SANTA FE, N.M. (CN) — Students claim in court that profit-seeking Laureate Education deliberately allowed the Santa Fe University of Art and Design to fail, stranding them in the middle of the academic year.

Laureate Education operates more than 70 profit-seeking colleges in 25 countries, according to the complaint. It was bought for $3.8 billion in 2007 and became a private company. It reported more than $4 billion in 2015 and went public in 2016, with an initial public offering that raised $490 million, according to the April 27 complaint in Santa Fe County Court.

“Laureate is under investigation in several countries,” the complaint states. “These include regulatory investigations in Chile on charges of deceptive trade practices and false claims; IRS and SEC investigations in the United States over an alleged pay-to-play scheme in the united States and possible bribes in Turkey in violation of the U.S. Foreign Corrupt Practices Act; and assessments in Spain for millions of dollars in taxes.”

Lead plaintiff Lucian Orsinger cites Laureate-owned Walden University as “Laureate’s ideal” college, growing from 2,082 students in the fall of 2001 to 46,456 in the fall of 2010. “Walden also burdens its students with the second-highest debt load of any United States college,” according to the complaint.

Laureate Education bought the College of Santa Fe in 2009, but Orsinger says it drove down the purchase price by entering into negotiations a year earlier and then backing out of the deal, forcing the school to close so Laureate could buy it from the City of Santa Fe at a much lower price.

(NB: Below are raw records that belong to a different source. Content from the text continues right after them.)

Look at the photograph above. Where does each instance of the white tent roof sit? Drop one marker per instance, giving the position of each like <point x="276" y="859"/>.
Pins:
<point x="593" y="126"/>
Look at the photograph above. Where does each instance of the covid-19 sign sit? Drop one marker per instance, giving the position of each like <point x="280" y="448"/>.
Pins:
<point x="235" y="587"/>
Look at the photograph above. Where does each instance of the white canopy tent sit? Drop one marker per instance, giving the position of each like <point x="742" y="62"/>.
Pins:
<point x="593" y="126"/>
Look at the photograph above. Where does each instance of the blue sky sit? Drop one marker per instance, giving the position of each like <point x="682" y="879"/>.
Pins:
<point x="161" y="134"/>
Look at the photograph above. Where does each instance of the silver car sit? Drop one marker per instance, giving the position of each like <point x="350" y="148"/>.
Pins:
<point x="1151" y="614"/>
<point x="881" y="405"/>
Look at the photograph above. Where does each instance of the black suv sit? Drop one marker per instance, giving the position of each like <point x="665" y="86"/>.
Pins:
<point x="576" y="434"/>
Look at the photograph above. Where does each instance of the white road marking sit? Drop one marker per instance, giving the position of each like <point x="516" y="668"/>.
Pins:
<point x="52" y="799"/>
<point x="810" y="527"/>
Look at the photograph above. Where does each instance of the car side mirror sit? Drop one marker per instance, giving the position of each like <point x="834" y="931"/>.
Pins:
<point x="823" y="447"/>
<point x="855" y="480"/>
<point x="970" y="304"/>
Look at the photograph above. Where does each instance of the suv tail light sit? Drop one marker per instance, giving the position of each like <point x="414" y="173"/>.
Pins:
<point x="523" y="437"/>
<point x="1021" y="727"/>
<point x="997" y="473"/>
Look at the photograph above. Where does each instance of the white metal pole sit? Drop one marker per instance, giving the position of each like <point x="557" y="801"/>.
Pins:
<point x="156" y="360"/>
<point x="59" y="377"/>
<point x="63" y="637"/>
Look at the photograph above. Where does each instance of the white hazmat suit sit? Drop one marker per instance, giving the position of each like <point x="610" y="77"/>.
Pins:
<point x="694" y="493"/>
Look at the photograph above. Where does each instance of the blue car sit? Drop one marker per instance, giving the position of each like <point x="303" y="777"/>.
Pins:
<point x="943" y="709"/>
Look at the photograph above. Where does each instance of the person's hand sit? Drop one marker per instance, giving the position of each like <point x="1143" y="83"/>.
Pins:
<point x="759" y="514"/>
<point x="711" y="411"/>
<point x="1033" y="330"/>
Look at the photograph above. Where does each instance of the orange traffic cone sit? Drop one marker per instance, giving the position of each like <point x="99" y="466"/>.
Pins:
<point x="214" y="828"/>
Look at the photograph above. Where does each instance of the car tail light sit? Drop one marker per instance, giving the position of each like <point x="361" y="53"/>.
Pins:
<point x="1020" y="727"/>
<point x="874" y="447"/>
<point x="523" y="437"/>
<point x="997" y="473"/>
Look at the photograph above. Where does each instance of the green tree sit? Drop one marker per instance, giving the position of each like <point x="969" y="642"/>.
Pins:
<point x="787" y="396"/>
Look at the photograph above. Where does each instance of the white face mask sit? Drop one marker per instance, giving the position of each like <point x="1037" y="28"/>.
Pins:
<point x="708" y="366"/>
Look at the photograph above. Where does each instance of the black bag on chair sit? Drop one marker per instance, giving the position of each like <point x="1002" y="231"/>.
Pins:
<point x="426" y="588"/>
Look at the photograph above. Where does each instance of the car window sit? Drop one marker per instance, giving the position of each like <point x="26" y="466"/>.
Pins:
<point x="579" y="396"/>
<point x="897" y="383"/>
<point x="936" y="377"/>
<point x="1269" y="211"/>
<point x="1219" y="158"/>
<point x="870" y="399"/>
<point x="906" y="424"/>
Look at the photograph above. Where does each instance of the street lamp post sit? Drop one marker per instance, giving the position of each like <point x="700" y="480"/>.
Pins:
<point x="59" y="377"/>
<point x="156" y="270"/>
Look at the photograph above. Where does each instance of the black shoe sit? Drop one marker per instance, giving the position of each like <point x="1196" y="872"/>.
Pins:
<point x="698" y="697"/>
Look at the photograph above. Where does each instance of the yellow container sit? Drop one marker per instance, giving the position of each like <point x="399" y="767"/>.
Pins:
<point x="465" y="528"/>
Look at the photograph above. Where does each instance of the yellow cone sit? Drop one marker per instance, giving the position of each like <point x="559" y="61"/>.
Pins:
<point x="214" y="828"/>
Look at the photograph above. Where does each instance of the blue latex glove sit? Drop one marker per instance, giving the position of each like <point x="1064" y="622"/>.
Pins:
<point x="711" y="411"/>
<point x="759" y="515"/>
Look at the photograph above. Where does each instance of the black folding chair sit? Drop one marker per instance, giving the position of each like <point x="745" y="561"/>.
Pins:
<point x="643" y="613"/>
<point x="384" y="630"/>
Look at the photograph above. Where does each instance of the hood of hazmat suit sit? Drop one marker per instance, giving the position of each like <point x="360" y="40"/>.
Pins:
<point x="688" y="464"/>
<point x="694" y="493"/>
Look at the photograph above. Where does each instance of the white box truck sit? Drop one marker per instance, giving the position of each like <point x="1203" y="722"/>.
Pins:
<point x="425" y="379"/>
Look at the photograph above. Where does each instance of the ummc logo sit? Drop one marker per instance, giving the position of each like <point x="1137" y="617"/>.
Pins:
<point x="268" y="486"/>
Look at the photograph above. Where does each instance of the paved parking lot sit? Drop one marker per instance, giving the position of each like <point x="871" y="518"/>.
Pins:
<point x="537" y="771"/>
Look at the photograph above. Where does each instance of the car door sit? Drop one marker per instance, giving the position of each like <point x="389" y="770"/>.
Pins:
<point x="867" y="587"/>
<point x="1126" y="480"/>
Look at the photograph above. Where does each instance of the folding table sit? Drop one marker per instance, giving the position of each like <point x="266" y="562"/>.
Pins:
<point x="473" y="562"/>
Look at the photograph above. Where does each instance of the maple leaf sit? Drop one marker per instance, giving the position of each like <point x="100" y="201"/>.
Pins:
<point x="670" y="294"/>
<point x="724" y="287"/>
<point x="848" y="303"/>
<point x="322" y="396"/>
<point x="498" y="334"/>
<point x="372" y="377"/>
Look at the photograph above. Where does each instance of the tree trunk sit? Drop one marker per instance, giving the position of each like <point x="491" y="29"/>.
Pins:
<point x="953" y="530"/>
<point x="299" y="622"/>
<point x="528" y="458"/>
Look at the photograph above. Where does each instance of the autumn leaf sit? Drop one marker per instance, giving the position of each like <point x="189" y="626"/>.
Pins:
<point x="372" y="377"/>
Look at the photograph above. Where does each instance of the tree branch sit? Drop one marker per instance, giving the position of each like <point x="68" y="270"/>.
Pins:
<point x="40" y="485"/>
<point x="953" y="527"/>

When the school didn’t generate enough profit, Orsinger and two co-plaintiff students say, Laureate stripped the university of what it needed to succeed, removing the president and replacing him with a Laureate executive who announced another designed-to-fail negotiation to sell the university to Raffles Education Corp., a Singapore-based profit-seeking company.

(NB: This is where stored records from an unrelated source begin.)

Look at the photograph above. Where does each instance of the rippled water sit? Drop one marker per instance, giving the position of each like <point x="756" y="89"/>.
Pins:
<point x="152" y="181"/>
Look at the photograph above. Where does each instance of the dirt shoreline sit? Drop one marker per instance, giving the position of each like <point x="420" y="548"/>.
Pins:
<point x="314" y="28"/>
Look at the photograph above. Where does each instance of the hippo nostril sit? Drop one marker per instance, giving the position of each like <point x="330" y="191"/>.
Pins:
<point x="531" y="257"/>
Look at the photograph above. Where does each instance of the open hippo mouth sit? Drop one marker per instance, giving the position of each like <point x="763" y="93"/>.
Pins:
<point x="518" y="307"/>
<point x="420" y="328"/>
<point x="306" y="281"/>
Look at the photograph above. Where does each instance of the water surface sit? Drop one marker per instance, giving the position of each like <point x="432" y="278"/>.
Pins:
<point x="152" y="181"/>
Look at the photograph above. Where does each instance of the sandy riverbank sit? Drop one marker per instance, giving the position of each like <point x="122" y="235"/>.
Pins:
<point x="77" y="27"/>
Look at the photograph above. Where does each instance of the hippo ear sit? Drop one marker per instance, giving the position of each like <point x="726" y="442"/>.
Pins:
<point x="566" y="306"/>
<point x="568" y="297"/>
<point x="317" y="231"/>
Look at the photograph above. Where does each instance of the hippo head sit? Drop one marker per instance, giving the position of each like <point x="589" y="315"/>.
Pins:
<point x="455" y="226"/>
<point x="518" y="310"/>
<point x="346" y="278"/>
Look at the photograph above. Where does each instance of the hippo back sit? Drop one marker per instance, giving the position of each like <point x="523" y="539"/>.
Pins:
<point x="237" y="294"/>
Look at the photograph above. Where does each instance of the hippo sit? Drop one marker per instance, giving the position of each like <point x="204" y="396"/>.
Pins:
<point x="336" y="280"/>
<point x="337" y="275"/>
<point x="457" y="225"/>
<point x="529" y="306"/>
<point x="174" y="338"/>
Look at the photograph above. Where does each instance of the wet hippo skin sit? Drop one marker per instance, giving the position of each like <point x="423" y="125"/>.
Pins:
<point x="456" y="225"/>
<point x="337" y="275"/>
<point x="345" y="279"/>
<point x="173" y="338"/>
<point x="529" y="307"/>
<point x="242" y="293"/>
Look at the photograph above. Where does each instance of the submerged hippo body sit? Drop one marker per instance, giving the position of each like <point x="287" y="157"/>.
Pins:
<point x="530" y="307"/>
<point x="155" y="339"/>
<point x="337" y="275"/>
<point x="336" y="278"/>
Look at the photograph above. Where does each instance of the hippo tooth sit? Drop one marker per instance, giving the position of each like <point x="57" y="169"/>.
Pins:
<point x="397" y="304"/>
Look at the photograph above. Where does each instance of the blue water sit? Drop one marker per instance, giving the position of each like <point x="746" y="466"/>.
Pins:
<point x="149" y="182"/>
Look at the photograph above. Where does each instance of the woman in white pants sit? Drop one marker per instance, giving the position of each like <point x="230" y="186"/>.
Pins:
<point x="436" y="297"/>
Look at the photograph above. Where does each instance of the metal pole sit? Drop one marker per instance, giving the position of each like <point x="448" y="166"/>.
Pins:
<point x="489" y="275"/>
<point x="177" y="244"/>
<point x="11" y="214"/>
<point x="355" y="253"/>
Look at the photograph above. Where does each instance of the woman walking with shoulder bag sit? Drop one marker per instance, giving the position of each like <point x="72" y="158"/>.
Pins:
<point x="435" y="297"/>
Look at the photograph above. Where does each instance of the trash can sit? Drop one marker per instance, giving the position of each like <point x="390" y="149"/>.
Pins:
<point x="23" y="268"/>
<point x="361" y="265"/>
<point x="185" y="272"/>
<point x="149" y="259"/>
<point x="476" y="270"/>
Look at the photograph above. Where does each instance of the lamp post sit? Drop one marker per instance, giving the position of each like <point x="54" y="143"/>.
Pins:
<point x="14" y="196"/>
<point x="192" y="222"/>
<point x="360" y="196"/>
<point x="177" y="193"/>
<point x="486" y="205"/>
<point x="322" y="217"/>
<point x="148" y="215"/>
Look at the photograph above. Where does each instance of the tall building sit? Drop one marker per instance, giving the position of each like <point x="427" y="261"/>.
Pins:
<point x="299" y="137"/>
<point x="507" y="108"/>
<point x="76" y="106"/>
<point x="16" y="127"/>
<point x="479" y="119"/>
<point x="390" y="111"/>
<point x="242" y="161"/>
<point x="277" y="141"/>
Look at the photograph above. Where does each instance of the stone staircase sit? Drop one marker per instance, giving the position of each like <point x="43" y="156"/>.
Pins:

After the sale to Raffles fell through in April this year, the school announced it would close after the 2017-2018 academic year, stranding its students and faculty. In the April 27 lawsuit in Santa Fe County Court, the students say most colleges close enrollment in January and the hiring window for college faculty has passed.

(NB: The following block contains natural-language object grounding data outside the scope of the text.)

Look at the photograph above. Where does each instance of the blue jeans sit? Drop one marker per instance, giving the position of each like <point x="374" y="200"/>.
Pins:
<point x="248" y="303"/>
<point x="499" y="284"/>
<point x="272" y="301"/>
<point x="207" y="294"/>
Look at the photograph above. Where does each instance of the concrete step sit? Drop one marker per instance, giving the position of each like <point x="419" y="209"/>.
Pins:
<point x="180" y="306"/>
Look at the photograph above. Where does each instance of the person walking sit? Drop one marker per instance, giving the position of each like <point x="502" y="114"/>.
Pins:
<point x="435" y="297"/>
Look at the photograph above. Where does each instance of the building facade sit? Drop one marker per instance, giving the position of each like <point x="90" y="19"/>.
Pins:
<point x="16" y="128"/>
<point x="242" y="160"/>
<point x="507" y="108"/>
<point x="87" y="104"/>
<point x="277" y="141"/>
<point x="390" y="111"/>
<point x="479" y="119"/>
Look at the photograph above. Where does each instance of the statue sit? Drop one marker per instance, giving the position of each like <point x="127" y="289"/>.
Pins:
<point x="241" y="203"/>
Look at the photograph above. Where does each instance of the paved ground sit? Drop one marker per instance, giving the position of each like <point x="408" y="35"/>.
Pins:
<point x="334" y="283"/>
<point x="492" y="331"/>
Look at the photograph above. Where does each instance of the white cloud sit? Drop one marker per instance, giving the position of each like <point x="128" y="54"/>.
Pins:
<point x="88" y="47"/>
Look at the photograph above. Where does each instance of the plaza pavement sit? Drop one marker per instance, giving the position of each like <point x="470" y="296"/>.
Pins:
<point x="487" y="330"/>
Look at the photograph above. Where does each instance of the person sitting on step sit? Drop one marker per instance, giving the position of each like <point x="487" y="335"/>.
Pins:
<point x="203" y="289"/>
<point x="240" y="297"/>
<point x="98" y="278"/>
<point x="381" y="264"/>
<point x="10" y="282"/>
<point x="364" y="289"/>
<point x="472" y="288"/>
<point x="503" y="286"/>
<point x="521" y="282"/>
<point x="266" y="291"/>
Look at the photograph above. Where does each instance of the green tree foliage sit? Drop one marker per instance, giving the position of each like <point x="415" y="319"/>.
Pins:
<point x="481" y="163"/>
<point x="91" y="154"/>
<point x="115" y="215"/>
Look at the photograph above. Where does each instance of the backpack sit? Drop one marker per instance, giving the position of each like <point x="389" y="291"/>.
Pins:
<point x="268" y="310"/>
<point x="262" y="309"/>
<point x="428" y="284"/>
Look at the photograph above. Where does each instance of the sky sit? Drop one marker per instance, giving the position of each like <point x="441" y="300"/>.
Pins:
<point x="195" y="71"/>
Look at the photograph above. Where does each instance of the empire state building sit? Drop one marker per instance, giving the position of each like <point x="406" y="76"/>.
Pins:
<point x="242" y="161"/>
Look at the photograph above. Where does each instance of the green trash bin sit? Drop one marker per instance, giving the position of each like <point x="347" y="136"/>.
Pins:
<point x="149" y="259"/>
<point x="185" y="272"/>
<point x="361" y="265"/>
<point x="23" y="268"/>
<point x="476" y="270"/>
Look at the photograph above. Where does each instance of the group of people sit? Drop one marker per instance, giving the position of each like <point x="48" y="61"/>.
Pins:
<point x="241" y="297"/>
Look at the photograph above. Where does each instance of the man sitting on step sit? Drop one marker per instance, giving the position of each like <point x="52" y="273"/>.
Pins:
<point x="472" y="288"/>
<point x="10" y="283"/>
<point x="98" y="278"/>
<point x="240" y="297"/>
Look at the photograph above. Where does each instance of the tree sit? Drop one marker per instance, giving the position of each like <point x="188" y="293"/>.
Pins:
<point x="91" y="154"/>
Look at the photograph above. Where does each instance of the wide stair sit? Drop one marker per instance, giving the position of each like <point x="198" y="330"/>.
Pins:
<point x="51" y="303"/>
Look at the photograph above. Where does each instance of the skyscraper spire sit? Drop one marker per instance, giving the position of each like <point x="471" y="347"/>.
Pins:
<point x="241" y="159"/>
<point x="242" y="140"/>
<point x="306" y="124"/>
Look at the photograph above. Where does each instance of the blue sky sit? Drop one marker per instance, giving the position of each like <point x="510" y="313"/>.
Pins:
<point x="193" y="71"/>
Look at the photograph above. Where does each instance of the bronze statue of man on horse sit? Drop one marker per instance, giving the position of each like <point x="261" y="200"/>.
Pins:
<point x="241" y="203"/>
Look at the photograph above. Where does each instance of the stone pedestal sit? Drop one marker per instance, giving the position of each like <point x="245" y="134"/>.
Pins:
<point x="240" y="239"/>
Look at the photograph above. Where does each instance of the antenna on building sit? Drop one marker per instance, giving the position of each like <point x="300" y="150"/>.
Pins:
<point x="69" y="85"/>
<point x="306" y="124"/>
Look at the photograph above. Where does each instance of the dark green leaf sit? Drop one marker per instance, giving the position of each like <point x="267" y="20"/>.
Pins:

They claim that Laureate knew well before this academic year began that it would close the school, and took the opportunity to maximize profits before the closure: for example, collecting a $1,000 program fee from each student before the fall 2016 semester.

“Laureate stated [the fee] would be used to purchase equipment and materials for the benefit of students: the Contemporary Music department could spend the money on instruments; Digital Arts on computers; Photography on cameras. Department chairs were asked for input regarding where the program fees should be applied. But the promised books, instruments, tools, and equipment never materialized. Department chairs were instructed not to spend the money. The program fees were never used for the students’ benefit, and were not returned to students,” according to the complaint.

In its April 12 announcement to students, the school promised “a thoughtful, phased teach-out and transfer process leading up to the graduation of students who are eligible to complete their degrees by May 2018.” The announcement offered, among other things, a transfer grant of $2,500 to students who transfer out of the school by the spring of 2018.

But the students call the grant “little more than an illusory buyout. The transfer grant will not be paid directly to students but may be applied only to balances owed to SFUAD or tuition at certain other schools, subject to a number of conditions.”

As for the promise of an enhanced summer semester, the students say: “Laureate has forbidden department chairs to add classes to the summer semester to enable students to complete their degree programs.”

Seniors who stay for the 2017-2018 year face a bleak prospect, the students say. “With only a fraction of a senior class in the teach-out the collaborative benefits of collegial education would be eviscerated. Students who have no option other than to return will suffer because of the greatly diminished faculty, skeleton staff, limited classes, no interaction with juniors, sophomores, and freshmen, limited facilities, and a fractured social life. For this shadow of an educational experience, Laureate intends to charge students full tuition.”

The students seek compensatory and punitive damages for breach of contract, unfair trade, bad faith, negligent misrepresentation, fraud and unjust enrichment.

The students are represented by Benjamin Allison with Bardacke Allison, and Stephen Tinkler, both of Santa Fe.